One of the things I don't get about beer lovers is the seething disrespect of corn - aka maize for some of you. OK, maybe not seething but my comment the other day that I now craved New Glarus Spotted Cow was met with particular surprise by Jeffery Glazer of Wisconsin's Madison Beer Review who wrote to say that "Spotted Cow is good, but to drive halfway across the country for it? I'd be really curious to hear what was said about it to cause such a reaction." In response I wrote:
It's the king o'corn, baby! I like the ur-cream ale Genesee Cream but I also like cream corn, corn chowder, corn on the cob and corn chips. I think the taste of corn gets a bum steer as far as corn and beer goes. Why praise other grains yet diss the maize? I have grown corn, have watched it grow and, I have to admit, admire it privately. Stan brought the Spotted Cow (as well as a few other New Glarus) and this corntastic beer made me love it. It is clean, has the raw chew-the-cob sweetness and is also balanced and without a tinge of chemical, the hallmark of modern corn-y brew...Did I mention it comes with corn?
I asked Stan when we were sipping his giftie if it had flaked corn and he thought maybe it was just corn sugar but was not in the know. I would be surprised if there is that much unfermentable corn in it from just a powder. Nonetheless, I am here to bear witness, bretheren and the real lesson here is that cream ale like Spotted Cow is corn ale and cream ale should be great! It is just a style, after all. Corn is, folks, and corn should be more than the flakes in your breakfast bowl. As I mentioned, I understand that there are two ways to get corn into beer. The most common is through glucose or corn sugar which is derided as an adjunct gone mad in American macro lagers but praised in Belgian tripels when, as I learned from Al Korzonas in his useful Homebrewing, Volume 1, simply combined with a little fructose to make candi sugar. This sort of addition of corn gets you a little more alcohol and a little less body but not much flavour - and certainly not the creamed corny goodness that is at the heart of Spotted Cow. Flaked maize is more like rolled barley or oats, a raw grain product that leaves plenty of unfermentables to add flavour. That is what I think I am tasting in that brew.

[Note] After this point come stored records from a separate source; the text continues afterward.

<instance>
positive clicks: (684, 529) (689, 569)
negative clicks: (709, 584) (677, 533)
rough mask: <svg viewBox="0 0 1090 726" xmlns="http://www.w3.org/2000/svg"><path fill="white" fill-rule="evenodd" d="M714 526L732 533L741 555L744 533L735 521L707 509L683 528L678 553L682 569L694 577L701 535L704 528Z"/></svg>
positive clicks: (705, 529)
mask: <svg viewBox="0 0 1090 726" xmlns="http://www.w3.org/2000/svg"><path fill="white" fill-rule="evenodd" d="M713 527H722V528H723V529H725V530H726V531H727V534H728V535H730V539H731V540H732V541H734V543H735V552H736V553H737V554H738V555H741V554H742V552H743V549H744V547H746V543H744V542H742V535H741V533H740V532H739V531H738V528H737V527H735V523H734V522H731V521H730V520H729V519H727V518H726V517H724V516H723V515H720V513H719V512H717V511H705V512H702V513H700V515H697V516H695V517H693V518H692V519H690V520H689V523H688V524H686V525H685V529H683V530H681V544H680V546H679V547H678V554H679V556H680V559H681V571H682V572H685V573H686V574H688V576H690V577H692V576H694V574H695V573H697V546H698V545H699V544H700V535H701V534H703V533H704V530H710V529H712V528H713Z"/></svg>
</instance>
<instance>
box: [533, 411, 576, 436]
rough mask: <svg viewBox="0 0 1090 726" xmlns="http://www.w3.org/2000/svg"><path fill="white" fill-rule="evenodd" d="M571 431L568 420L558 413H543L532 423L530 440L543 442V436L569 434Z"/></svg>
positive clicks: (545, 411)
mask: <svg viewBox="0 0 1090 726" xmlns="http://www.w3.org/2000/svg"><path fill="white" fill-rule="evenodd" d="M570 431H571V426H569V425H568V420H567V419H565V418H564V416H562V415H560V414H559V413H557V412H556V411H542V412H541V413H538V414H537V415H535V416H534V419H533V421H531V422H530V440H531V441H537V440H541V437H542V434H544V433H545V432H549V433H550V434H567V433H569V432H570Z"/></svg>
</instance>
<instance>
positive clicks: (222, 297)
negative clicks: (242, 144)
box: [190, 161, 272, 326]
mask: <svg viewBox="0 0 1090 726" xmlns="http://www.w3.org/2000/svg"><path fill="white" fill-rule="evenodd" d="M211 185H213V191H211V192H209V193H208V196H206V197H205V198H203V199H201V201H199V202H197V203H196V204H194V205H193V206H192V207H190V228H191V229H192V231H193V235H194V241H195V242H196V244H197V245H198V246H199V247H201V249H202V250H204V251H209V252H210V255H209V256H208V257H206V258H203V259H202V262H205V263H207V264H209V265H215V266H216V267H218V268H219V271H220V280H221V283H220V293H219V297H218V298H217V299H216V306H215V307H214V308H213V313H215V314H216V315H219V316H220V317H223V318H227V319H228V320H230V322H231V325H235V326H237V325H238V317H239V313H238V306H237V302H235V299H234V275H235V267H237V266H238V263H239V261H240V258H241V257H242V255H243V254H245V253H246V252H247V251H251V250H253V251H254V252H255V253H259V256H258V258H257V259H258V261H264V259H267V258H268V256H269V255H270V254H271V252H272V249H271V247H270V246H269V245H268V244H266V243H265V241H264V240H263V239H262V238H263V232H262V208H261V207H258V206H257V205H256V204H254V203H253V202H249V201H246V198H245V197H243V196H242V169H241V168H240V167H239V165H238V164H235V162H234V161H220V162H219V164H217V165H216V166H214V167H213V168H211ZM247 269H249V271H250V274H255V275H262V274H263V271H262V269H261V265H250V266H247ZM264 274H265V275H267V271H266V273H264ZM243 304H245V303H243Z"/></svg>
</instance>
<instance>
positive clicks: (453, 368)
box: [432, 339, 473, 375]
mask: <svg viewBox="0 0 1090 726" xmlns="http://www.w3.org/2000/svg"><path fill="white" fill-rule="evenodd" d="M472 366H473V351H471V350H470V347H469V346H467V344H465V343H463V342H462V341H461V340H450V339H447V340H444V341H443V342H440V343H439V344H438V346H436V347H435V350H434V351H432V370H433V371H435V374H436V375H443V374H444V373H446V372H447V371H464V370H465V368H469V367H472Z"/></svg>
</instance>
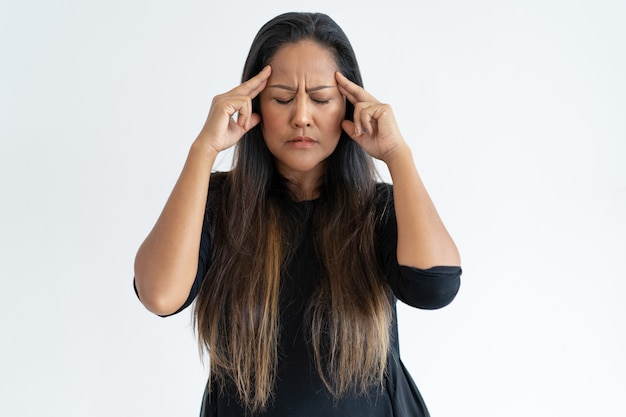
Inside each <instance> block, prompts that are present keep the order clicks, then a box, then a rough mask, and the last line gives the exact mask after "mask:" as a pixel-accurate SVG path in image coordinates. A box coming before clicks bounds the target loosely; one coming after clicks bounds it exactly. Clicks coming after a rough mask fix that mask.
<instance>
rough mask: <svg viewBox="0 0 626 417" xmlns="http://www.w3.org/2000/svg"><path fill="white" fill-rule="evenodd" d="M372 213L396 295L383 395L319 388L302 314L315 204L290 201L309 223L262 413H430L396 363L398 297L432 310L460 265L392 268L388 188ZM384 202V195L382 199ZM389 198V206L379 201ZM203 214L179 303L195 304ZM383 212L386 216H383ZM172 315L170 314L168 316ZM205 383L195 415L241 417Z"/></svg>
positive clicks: (393, 244) (212, 416) (204, 263)
mask: <svg viewBox="0 0 626 417" xmlns="http://www.w3.org/2000/svg"><path fill="white" fill-rule="evenodd" d="M216 183H219V181H215V182H214V181H213V180H212V181H211V184H212V185H211V192H210V193H209V196H215V195H216V194H217V193H219V188H221V187H219V184H216ZM377 193H378V197H382V198H377V201H378V202H379V203H378V204H377V209H378V210H379V213H380V214H381V215H379V216H377V218H378V219H381V220H380V222H379V224H378V225H377V228H376V234H377V239H376V240H377V244H376V250H377V253H378V258H379V260H380V262H381V266H382V271H383V272H384V274H385V276H386V278H387V282H388V283H389V286H390V288H391V290H392V292H393V294H394V296H395V297H394V299H393V313H394V314H393V323H392V338H393V340H392V342H391V344H392V347H391V352H390V353H389V358H388V369H387V375H386V380H385V386H384V387H383V390H381V389H380V387H374V388H372V389H371V391H370V392H369V393H368V395H360V396H358V397H354V396H348V397H344V398H342V399H339V400H336V399H333V397H332V396H331V395H330V393H329V392H328V391H327V389H326V388H325V387H324V385H323V383H322V381H321V379H320V377H319V375H318V372H317V370H316V367H315V364H314V360H313V357H312V354H311V353H310V352H311V351H310V346H309V344H308V343H307V334H306V331H303V325H304V323H305V309H306V306H307V305H308V300H309V297H311V295H312V294H313V292H314V289H315V286H316V285H317V282H318V280H319V268H320V266H319V262H318V259H317V257H316V251H315V248H314V239H313V235H314V233H313V227H312V226H313V221H312V219H313V215H312V213H313V212H314V211H315V209H316V205H317V202H316V201H305V202H301V203H290V204H293V205H294V206H295V208H296V210H301V212H302V214H303V215H304V216H305V218H306V219H307V220H306V222H307V227H306V228H305V232H304V236H303V239H302V243H301V244H300V246H299V247H298V249H297V250H296V251H295V253H294V256H293V257H291V261H290V263H289V265H288V266H287V268H286V271H285V272H284V273H283V274H282V276H281V293H280V320H281V338H280V356H279V366H278V374H277V379H276V389H275V396H274V399H273V402H272V404H271V405H270V406H269V408H268V409H267V410H266V412H264V413H262V414H257V415H255V417H256V416H258V417H261V416H272V417H283V416H289V417H305V416H307V417H308V416H342V417H349V416H355V417H368V416H371V417H390V416H406V417H424V416H428V415H429V414H428V411H427V409H426V406H425V404H424V402H423V400H422V397H421V395H420V394H419V391H418V390H417V387H416V386H415V383H414V382H413V380H412V379H411V377H410V375H409V373H408V372H407V370H406V368H405V367H404V365H403V364H402V362H401V360H400V358H399V349H398V337H397V320H396V311H395V301H396V298H397V299H399V300H401V301H403V302H404V303H406V304H409V305H411V306H414V307H418V308H423V309H436V308H440V307H443V306H445V305H447V304H448V303H450V302H451V301H452V300H453V299H454V297H455V296H456V293H457V291H458V289H459V285H460V275H461V268H459V267H446V266H439V267H434V268H430V269H427V270H420V269H417V268H412V267H407V266H401V265H398V263H397V257H396V244H397V226H396V219H395V211H394V209H393V198H392V193H393V189H392V186H391V185H388V184H379V186H378V187H377ZM387 197H388V198H387ZM384 201H388V202H389V204H388V205H386V206H385V205H383V204H381V203H380V202H384ZM208 213H209V211H207V215H206V216H205V220H204V226H203V231H202V240H201V245H200V254H199V263H198V274H197V276H196V279H195V282H194V284H193V286H192V289H191V292H190V294H189V297H188V299H187V301H186V302H185V304H184V305H183V306H182V307H181V308H180V309H179V310H178V311H181V310H183V309H184V308H186V307H187V306H189V305H190V304H191V303H192V302H193V300H194V299H195V297H196V295H197V293H198V291H199V289H200V286H201V284H202V281H203V279H204V276H205V274H206V271H207V269H208V263H209V262H210V260H209V257H210V253H211V250H210V246H211V242H210V235H211V234H210V225H211V221H210V219H209V214H208ZM383 213H384V215H383ZM174 314H176V313H174ZM212 384H213V382H212V381H211V380H209V383H208V385H207V390H206V391H205V396H204V399H203V404H202V411H201V416H203V417H204V416H206V417H208V416H211V417H243V416H250V414H249V413H248V414H246V411H245V408H243V407H242V406H241V405H240V404H239V402H238V397H237V392H236V390H235V389H234V388H233V387H229V386H228V385H227V386H226V389H225V392H222V393H220V390H219V387H217V386H213V385H212Z"/></svg>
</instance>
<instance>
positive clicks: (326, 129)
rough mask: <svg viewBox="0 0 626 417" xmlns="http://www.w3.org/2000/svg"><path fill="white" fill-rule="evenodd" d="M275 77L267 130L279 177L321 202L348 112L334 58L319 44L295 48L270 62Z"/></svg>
mask: <svg viewBox="0 0 626 417" xmlns="http://www.w3.org/2000/svg"><path fill="white" fill-rule="evenodd" d="M270 65H271V66H272V74H271V75H270V78H269V80H268V83H267V87H266V88H265V90H263V91H262V92H261V94H260V97H259V98H260V105H261V120H262V122H261V127H262V131H263V136H264V138H265V144H266V145H267V147H268V149H269V150H270V152H271V153H272V155H274V158H275V163H276V167H277V169H278V171H279V172H280V173H281V174H282V175H283V176H284V177H286V178H288V179H290V180H292V181H293V182H295V183H296V184H298V186H299V188H300V189H299V190H298V191H299V193H298V195H299V196H300V197H301V198H302V199H312V198H315V197H316V191H315V190H316V188H317V186H318V184H319V181H320V179H321V177H322V173H323V170H324V164H325V161H326V158H328V157H329V156H330V154H331V153H333V151H334V150H335V148H336V147H337V143H339V137H340V136H341V121H342V120H343V118H344V115H345V112H346V106H345V98H344V96H343V95H342V94H341V93H340V91H339V87H338V85H337V81H336V79H335V73H336V72H337V65H336V63H335V60H334V58H333V56H332V55H331V53H330V52H329V51H328V50H327V49H325V48H322V47H320V46H319V45H318V44H317V43H315V42H313V41H303V42H299V43H297V44H290V45H286V46H284V47H282V48H281V49H279V50H278V52H277V53H276V55H275V56H274V58H273V59H272V60H271V61H270Z"/></svg>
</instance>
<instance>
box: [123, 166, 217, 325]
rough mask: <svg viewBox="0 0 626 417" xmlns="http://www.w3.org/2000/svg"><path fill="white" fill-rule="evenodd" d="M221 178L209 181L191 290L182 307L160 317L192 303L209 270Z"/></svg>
mask: <svg viewBox="0 0 626 417" xmlns="http://www.w3.org/2000/svg"><path fill="white" fill-rule="evenodd" d="M222 182H223V176H222V175H220V174H212V175H211V181H210V182H209V197H208V198H207V203H206V206H205V210H204V220H203V222H202V235H201V236H200V251H199V253H198V271H197V272H196V278H195V279H194V281H193V284H192V285H191V289H190V290H189V295H188V296H187V300H185V302H184V303H183V305H182V306H181V307H180V308H179V309H178V310H176V311H175V312H173V313H171V314H167V315H164V316H161V317H169V316H173V315H174V314H178V313H180V312H181V311H183V310H184V309H186V308H187V307H189V306H190V305H191V303H193V301H194V300H195V299H196V296H197V295H198V293H199V292H200V288H201V287H202V282H203V280H204V277H205V275H206V273H207V271H208V269H209V265H210V262H211V241H212V239H211V236H212V232H211V226H212V220H213V210H214V204H215V203H216V202H217V200H219V199H218V198H217V197H219V196H220V195H221V188H222ZM133 287H134V289H135V294H136V295H137V298H139V294H138V293H137V286H136V285H135V280H134V279H133Z"/></svg>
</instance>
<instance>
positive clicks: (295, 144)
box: [287, 136, 317, 148]
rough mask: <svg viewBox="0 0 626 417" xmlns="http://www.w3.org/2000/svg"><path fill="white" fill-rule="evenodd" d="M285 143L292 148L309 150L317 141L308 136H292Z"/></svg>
mask: <svg viewBox="0 0 626 417" xmlns="http://www.w3.org/2000/svg"><path fill="white" fill-rule="evenodd" d="M287 143H288V144H289V145H291V146H293V147H294V148H310V147H311V146H313V145H315V144H316V143H317V141H316V140H315V139H313V138H310V137H308V136H294V137H293V138H291V139H289V140H288V141H287Z"/></svg>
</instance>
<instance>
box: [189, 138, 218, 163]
mask: <svg viewBox="0 0 626 417" xmlns="http://www.w3.org/2000/svg"><path fill="white" fill-rule="evenodd" d="M218 154H219V151H218V150H217V149H216V148H215V147H214V146H213V145H211V144H209V143H207V142H206V141H202V140H200V138H198V139H196V140H195V141H194V142H193V143H192V144H191V148H190V149H189V157H190V158H194V159H202V160H204V161H205V162H206V163H207V164H210V165H211V166H213V163H214V162H215V160H216V159H217V155H218Z"/></svg>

Maybe you know more than me but where are the rest of the corny adjuncts - the malted corn, the roasted corn or the crystal corn that some agronomist or another sort of lab-coated egghead should have developed by now? Surely a grain as versatile as corn could be subject to more treatments that might make for some other great beers. Surely there is a Department of Cornology in some Midwest US state working on coaxing more flavours from the humble yellow kernal. As far as may daydreams of future beer goes, I would think that the residual sweetness of corn could work in a roasty stout. The huskineess of a dried cob might also work when blended with a little rye malt. And Jeffery pointed out that it would also fit with the local and sustainable trends we are seeing becoming more and more important.
If corn can make a fine whiskey, why not a beer? And are there other fine corn beers out there, some modern chichas, that I do not know about?